Abstract

Abstract Symmetric positive definite (SPD) matrices have achieved considerable success in numerous computer vision applications including activity recognition, texture classification, and diffusion tensor imaging. Traditional pattern recognition methods developed in Euclidean space are not suitable for direct processing of SPD matrices because they lie in a Riemannian manifold of negative curvature. In this paper, we draw inspiration from neural network based simple competitive learning, which updates the weight of a neural network in Euclidean space, and propose Riemannian competitive learning which updates the weight in the Riemannian weight space, for SPD manifold clustering. This framework is based on the Fisher-Rao metric which is theoretically very good. We further introduce a conscious competition mechanism to enhance the performance of the RCL algorithm and have developed a robust algorithm termed Riemannian Frequency Sensitive Competitive Learning (rFSCL).
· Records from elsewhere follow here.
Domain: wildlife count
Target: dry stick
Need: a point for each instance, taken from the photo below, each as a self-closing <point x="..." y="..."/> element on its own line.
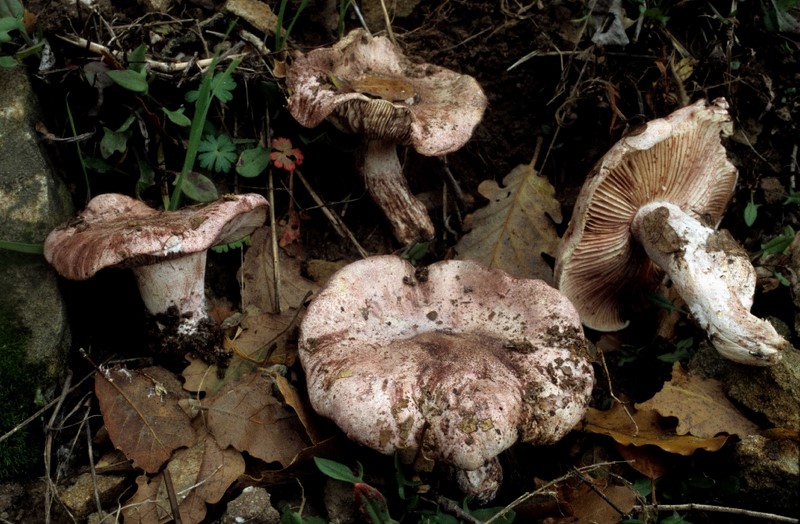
<point x="173" y="500"/>
<point x="276" y="267"/>
<point x="92" y="467"/>
<point x="48" y="446"/>
<point x="164" y="67"/>
<point x="387" y="20"/>
<point x="543" y="490"/>
<point x="716" y="509"/>
<point x="611" y="392"/>
<point x="336" y="222"/>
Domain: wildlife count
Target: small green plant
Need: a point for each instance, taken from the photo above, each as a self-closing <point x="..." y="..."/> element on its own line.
<point x="20" y="452"/>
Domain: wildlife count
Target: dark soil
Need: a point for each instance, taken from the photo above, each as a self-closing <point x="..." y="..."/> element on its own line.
<point x="571" y="97"/>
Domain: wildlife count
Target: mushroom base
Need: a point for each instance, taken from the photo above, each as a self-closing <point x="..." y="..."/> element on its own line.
<point x="715" y="278"/>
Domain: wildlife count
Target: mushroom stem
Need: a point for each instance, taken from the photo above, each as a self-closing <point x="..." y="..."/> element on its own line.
<point x="384" y="179"/>
<point x="178" y="282"/>
<point x="715" y="278"/>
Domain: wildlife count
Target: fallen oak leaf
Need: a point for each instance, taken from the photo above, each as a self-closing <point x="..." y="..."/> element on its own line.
<point x="516" y="227"/>
<point x="141" y="413"/>
<point x="246" y="415"/>
<point x="616" y="424"/>
<point x="700" y="405"/>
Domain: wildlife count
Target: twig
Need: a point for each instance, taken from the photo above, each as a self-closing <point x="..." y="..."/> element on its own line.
<point x="387" y="20"/>
<point x="173" y="500"/>
<point x="599" y="493"/>
<point x="451" y="506"/>
<point x="611" y="393"/>
<point x="276" y="267"/>
<point x="90" y="452"/>
<point x="163" y="67"/>
<point x="336" y="222"/>
<point x="716" y="509"/>
<point x="544" y="489"/>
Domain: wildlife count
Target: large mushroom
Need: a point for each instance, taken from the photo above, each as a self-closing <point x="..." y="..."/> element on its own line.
<point x="651" y="206"/>
<point x="166" y="250"/>
<point x="452" y="363"/>
<point x="365" y="85"/>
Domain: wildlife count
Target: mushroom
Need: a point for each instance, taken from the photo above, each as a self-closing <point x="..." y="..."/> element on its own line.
<point x="364" y="85"/>
<point x="166" y="251"/>
<point x="452" y="363"/>
<point x="651" y="206"/>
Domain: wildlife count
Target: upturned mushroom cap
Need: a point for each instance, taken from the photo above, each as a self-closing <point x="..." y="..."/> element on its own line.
<point x="439" y="117"/>
<point x="678" y="159"/>
<point x="454" y="362"/>
<point x="118" y="231"/>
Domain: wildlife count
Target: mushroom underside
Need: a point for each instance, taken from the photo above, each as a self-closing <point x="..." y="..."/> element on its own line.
<point x="715" y="278"/>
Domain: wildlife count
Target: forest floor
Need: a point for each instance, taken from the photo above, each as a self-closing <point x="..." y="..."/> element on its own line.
<point x="565" y="81"/>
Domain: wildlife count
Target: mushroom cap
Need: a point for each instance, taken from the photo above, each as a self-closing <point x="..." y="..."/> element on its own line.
<point x="454" y="359"/>
<point x="117" y="230"/>
<point x="678" y="159"/>
<point x="441" y="118"/>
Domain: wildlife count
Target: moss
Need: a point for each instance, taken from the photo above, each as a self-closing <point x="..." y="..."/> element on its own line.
<point x="20" y="453"/>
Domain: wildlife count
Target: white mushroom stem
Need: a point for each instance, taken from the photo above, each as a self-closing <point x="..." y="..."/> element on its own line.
<point x="715" y="278"/>
<point x="386" y="183"/>
<point x="178" y="282"/>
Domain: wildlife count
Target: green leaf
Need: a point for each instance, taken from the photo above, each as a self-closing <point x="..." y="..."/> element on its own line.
<point x="177" y="117"/>
<point x="751" y="212"/>
<point x="7" y="62"/>
<point x="372" y="504"/>
<point x="222" y="86"/>
<point x="136" y="60"/>
<point x="113" y="141"/>
<point x="200" y="188"/>
<point x="130" y="80"/>
<point x="779" y="244"/>
<point x="22" y="247"/>
<point x="147" y="176"/>
<point x="252" y="162"/>
<point x="217" y="153"/>
<point x="339" y="471"/>
<point x="11" y="8"/>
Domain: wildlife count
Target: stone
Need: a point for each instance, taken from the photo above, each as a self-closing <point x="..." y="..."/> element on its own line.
<point x="769" y="472"/>
<point x="32" y="202"/>
<point x="252" y="506"/>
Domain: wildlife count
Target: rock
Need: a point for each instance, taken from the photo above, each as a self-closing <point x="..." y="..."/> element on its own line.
<point x="771" y="392"/>
<point x="32" y="202"/>
<point x="79" y="497"/>
<point x="769" y="473"/>
<point x="252" y="506"/>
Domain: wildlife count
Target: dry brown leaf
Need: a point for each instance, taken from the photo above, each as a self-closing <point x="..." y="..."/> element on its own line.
<point x="590" y="508"/>
<point x="647" y="460"/>
<point x="257" y="276"/>
<point x="516" y="227"/>
<point x="248" y="417"/>
<point x="616" y="424"/>
<point x="700" y="405"/>
<point x="141" y="413"/>
<point x="299" y="405"/>
<point x="200" y="474"/>
<point x="262" y="334"/>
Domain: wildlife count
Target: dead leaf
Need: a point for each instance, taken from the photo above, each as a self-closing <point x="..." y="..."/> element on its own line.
<point x="588" y="507"/>
<point x="257" y="276"/>
<point x="141" y="412"/>
<point x="616" y="424"/>
<point x="299" y="404"/>
<point x="263" y="333"/>
<point x="200" y="475"/>
<point x="700" y="405"/>
<point x="247" y="416"/>
<point x="516" y="227"/>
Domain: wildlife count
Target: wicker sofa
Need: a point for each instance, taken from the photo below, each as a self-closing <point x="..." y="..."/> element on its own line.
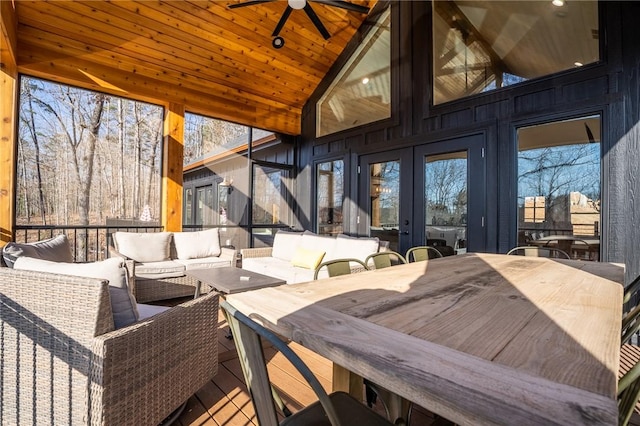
<point x="63" y="362"/>
<point x="162" y="259"/>
<point x="295" y="255"/>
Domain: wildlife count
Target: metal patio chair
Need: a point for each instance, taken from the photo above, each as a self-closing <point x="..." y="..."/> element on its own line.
<point x="338" y="267"/>
<point x="421" y="253"/>
<point x="535" y="251"/>
<point x="384" y="259"/>
<point x="337" y="408"/>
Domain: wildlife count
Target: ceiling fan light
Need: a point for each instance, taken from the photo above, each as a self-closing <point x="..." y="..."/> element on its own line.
<point x="297" y="4"/>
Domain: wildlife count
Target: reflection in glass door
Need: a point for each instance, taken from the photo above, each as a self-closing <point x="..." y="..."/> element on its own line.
<point x="204" y="206"/>
<point x="445" y="183"/>
<point x="384" y="201"/>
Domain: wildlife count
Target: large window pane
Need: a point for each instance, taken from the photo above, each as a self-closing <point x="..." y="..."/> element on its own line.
<point x="559" y="186"/>
<point x="85" y="158"/>
<point x="330" y="193"/>
<point x="361" y="93"/>
<point x="384" y="196"/>
<point x="484" y="45"/>
<point x="446" y="202"/>
<point x="270" y="196"/>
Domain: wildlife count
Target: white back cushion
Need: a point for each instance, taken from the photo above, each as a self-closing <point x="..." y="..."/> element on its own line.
<point x="353" y="247"/>
<point x="285" y="244"/>
<point x="123" y="304"/>
<point x="311" y="241"/>
<point x="197" y="245"/>
<point x="143" y="246"/>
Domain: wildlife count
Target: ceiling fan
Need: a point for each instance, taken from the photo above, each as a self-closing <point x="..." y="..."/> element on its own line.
<point x="278" y="41"/>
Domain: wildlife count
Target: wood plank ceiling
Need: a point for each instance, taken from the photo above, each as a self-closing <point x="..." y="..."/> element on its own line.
<point x="214" y="60"/>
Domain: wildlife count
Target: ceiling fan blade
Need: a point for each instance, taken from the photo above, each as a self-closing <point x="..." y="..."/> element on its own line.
<point x="346" y="5"/>
<point x="316" y="21"/>
<point x="248" y="3"/>
<point x="282" y="21"/>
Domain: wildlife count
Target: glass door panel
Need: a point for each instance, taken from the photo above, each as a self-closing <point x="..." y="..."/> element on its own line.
<point x="384" y="201"/>
<point x="204" y="206"/>
<point x="449" y="198"/>
<point x="330" y="190"/>
<point x="446" y="202"/>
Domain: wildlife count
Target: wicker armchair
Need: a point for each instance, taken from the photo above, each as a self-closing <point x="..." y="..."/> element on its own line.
<point x="63" y="362"/>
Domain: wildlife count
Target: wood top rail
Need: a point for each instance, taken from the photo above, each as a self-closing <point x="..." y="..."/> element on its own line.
<point x="477" y="338"/>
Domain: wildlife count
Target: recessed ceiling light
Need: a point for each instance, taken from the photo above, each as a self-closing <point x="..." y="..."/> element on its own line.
<point x="297" y="4"/>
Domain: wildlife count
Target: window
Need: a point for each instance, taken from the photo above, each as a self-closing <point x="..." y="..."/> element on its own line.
<point x="361" y="93"/>
<point x="559" y="184"/>
<point x="484" y="45"/>
<point x="86" y="158"/>
<point x="188" y="202"/>
<point x="330" y="191"/>
<point x="446" y="204"/>
<point x="270" y="196"/>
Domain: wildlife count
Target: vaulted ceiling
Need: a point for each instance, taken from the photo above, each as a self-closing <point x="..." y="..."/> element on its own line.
<point x="212" y="59"/>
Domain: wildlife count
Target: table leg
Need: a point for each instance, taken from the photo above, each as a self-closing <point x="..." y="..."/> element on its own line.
<point x="346" y="381"/>
<point x="197" y="293"/>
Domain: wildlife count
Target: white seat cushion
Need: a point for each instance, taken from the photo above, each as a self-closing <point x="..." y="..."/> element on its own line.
<point x="285" y="244"/>
<point x="157" y="270"/>
<point x="143" y="246"/>
<point x="353" y="247"/>
<point x="278" y="268"/>
<point x="196" y="245"/>
<point x="204" y="263"/>
<point x="311" y="241"/>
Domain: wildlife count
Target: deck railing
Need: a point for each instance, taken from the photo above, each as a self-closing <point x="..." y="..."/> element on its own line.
<point x="94" y="242"/>
<point x="88" y="243"/>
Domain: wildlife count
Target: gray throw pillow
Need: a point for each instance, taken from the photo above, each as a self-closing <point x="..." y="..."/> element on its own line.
<point x="123" y="304"/>
<point x="56" y="249"/>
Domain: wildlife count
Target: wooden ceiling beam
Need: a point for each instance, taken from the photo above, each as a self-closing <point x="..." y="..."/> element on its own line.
<point x="91" y="76"/>
<point x="8" y="87"/>
<point x="150" y="51"/>
<point x="69" y="49"/>
<point x="217" y="34"/>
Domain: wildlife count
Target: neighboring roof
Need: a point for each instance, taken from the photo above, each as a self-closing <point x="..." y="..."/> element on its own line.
<point x="237" y="146"/>
<point x="214" y="60"/>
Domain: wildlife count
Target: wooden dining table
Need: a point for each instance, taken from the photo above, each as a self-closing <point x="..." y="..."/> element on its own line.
<point x="476" y="338"/>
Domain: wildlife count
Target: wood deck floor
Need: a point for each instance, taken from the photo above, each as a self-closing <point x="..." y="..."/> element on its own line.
<point x="225" y="400"/>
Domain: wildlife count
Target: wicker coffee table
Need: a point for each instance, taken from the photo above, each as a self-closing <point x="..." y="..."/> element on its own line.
<point x="229" y="279"/>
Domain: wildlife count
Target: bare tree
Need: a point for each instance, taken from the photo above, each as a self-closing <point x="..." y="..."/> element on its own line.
<point x="29" y="119"/>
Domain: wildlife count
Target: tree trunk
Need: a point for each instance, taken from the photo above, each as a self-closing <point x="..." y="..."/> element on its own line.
<point x="36" y="145"/>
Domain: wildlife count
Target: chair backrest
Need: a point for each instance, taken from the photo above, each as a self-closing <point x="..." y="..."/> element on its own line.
<point x="340" y="267"/>
<point x="247" y="334"/>
<point x="421" y="253"/>
<point x="631" y="314"/>
<point x="384" y="259"/>
<point x="629" y="382"/>
<point x="535" y="251"/>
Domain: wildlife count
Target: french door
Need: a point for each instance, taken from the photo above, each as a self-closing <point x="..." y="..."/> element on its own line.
<point x="450" y="195"/>
<point x="432" y="194"/>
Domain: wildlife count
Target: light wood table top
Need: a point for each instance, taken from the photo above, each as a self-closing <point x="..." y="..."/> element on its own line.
<point x="476" y="338"/>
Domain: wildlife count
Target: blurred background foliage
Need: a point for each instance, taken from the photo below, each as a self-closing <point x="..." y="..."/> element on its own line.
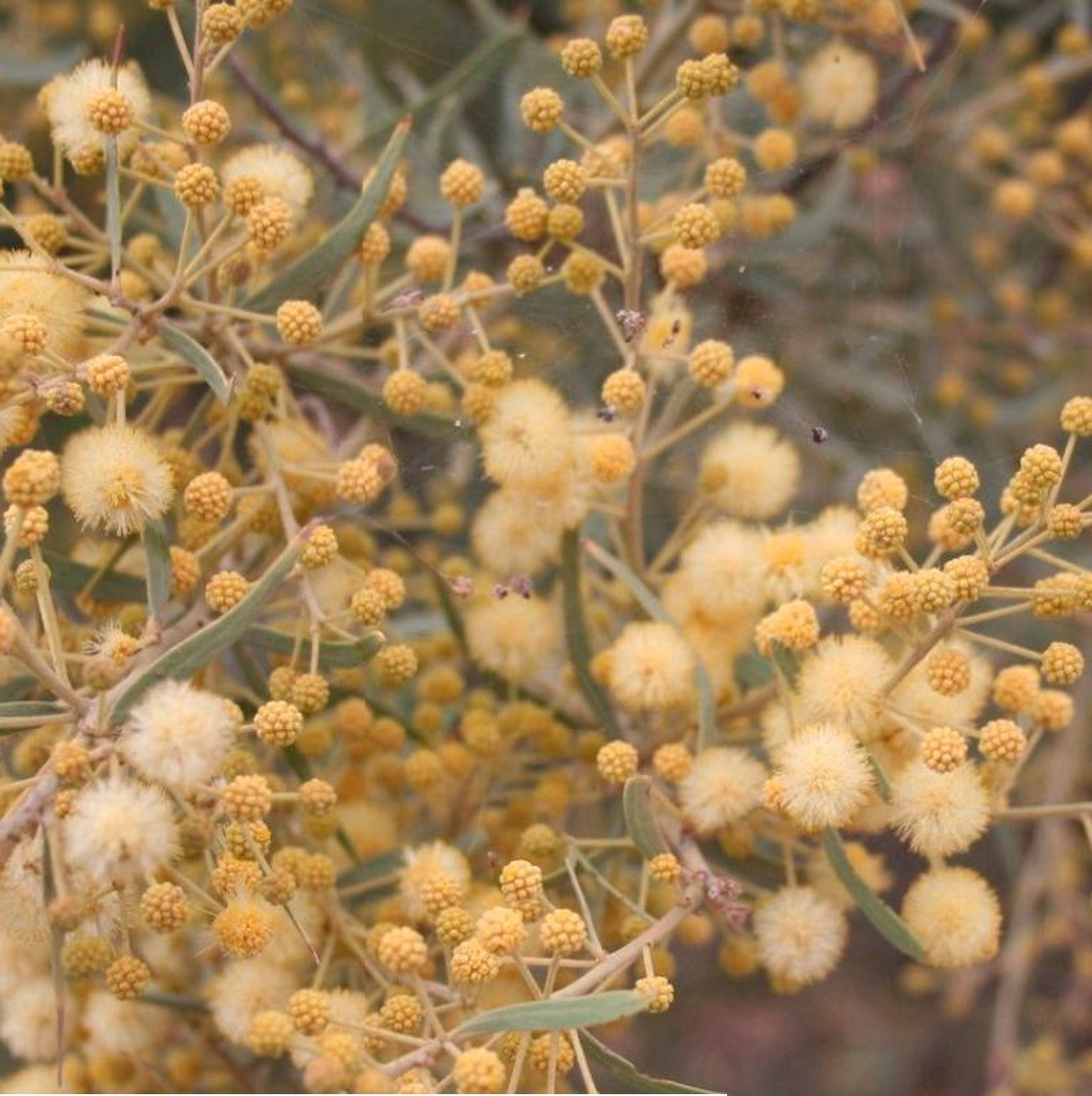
<point x="911" y="323"/>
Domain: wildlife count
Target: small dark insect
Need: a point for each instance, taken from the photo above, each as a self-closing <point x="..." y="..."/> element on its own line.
<point x="676" y="328"/>
<point x="631" y="322"/>
<point x="522" y="584"/>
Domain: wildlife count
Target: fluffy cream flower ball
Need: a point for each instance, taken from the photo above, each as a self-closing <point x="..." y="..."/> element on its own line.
<point x="840" y="86"/>
<point x="114" y="478"/>
<point x="178" y="736"/>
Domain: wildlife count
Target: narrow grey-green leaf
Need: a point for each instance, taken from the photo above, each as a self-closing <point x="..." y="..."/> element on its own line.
<point x="158" y="561"/>
<point x="577" y="632"/>
<point x="32" y="709"/>
<point x="305" y="276"/>
<point x="206" y="366"/>
<point x="25" y="71"/>
<point x="557" y="1014"/>
<point x="631" y="1079"/>
<point x="884" y="919"/>
<point x="70" y="578"/>
<point x="113" y="207"/>
<point x="640" y="818"/>
<point x="195" y="651"/>
<point x="706" y="702"/>
<point x="475" y="69"/>
<point x="331" y="654"/>
<point x="351" y="393"/>
<point x="883" y="781"/>
<point x="375" y="867"/>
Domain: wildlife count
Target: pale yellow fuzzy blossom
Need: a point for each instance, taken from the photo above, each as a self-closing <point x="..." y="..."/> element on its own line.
<point x="651" y="668"/>
<point x="178" y="736"/>
<point x="120" y="830"/>
<point x="801" y="936"/>
<point x="67" y="99"/>
<point x="749" y="470"/>
<point x="115" y="479"/>
<point x="278" y="172"/>
<point x="724" y="784"/>
<point x="840" y="86"/>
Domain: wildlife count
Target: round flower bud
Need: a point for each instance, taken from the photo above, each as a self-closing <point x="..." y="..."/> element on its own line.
<point x="109" y="110"/>
<point x="627" y="36"/>
<point x="711" y="363"/>
<point x="956" y="478"/>
<point x="463" y="182"/>
<point x="563" y="932"/>
<point x="127" y="976"/>
<point x="405" y="391"/>
<point x="525" y="216"/>
<point x="617" y="762"/>
<point x="278" y="723"/>
<point x="943" y="748"/>
<point x="196" y="184"/>
<point x="541" y="110"/>
<point x="1061" y="663"/>
<point x="225" y="590"/>
<point x="479" y="1070"/>
<point x="402" y="950"/>
<point x="1076" y="415"/>
<point x="695" y="224"/>
<point x="1001" y="740"/>
<point x="298" y="322"/>
<point x="623" y="391"/>
<point x="206" y="123"/>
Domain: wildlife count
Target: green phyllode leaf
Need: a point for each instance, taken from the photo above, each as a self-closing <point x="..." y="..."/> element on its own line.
<point x="305" y="276"/>
<point x="886" y="921"/>
<point x="200" y="359"/>
<point x="577" y="632"/>
<point x="640" y="818"/>
<point x="197" y="650"/>
<point x="631" y="1079"/>
<point x="706" y="703"/>
<point x="557" y="1014"/>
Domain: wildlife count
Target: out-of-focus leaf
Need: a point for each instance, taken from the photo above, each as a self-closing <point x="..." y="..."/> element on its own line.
<point x="158" y="559"/>
<point x="17" y="70"/>
<point x="882" y="780"/>
<point x="351" y="393"/>
<point x="640" y="818"/>
<point x="473" y="71"/>
<point x="375" y="867"/>
<point x="557" y="1014"/>
<point x="200" y="359"/>
<point x="329" y="654"/>
<point x="172" y="214"/>
<point x="70" y="578"/>
<point x="706" y="703"/>
<point x="195" y="651"/>
<point x="113" y="207"/>
<point x="631" y="1080"/>
<point x="305" y="276"/>
<point x="884" y="919"/>
<point x="577" y="632"/>
<point x="31" y="709"/>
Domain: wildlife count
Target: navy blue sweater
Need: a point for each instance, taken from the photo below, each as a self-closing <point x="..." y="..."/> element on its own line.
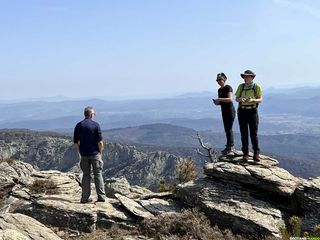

Compared with existing methods, the advantages are threefold: (1) rFSCL inherits the online nature of competitive learning, which makes it capable of handling very large data sets; (2) rFSCL inherits the advantage of conscious competitive learning, which indicates that it is less sensitive to the initial values of the cluster centers and that all clusters are fully utilized without the “dead unit” problem associated with many clustering algorithms; and (3) As an intrinsic Riemannian clustering method, rFSCL operates along the geodesic on the manifold in an closed-form analytic manner and is completely independent of the choice of local coordinate systems. Extensive experiments on both synthetic data sets and real data sets show its superior performance to that of other state-of-the-art SPD clustering methods.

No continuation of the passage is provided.